In 2019 the Scottish Government asked me to review progress made on the recommendations from my 2016 report and to identify any emerging issues impacting on processes relating to marches, parades and static demonstrations in Scotland. Having done so, I am very happy to restate my earlier conclusions: the majority of such events in Scotland continue to be carried out with a strong sense of procedural goodwill and civic responsibility. The exceptions - where such events cause serious difficulties – are, thankfully, relatively rare, and these exceptions should not distract us from the wider, and positive, picture.
I am deeply grateful for the time, honesty and generosity of all those individuals and organisations who shared their experience and views with me. I hope that I have done justice to their expertise in this report. I am also very grateful to the Community Safety team at the Scottish Government for their professionalism and collegiality in supporting my work.

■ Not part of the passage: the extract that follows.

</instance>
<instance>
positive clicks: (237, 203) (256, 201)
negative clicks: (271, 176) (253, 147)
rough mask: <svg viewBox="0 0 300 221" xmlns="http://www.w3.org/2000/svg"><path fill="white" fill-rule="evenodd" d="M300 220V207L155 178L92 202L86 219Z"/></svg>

This report aims to contribute in a constructive manner to the good running of marches, parades and static demonstrations in Scotland. Such events offer a litmus test of our democracy: the freedom to assemble and express opinion, whilst respecting the freedoms and rights of others, is a difficult balance to achieve. The aim must always be the best achievable balance between the rights of those assembling and marching, and the rights of the wider communities they impact upon. Rights never can, nor should, be absolute: they must always take into account the rights of others.
My conclusions to this report echo those of my Report of 2016. In particular I emphasise the crucial importance that 'the good relations, constructive dialogue and trust built up between parading organisations, local authorities and the police [should] be built upon further and not lost'.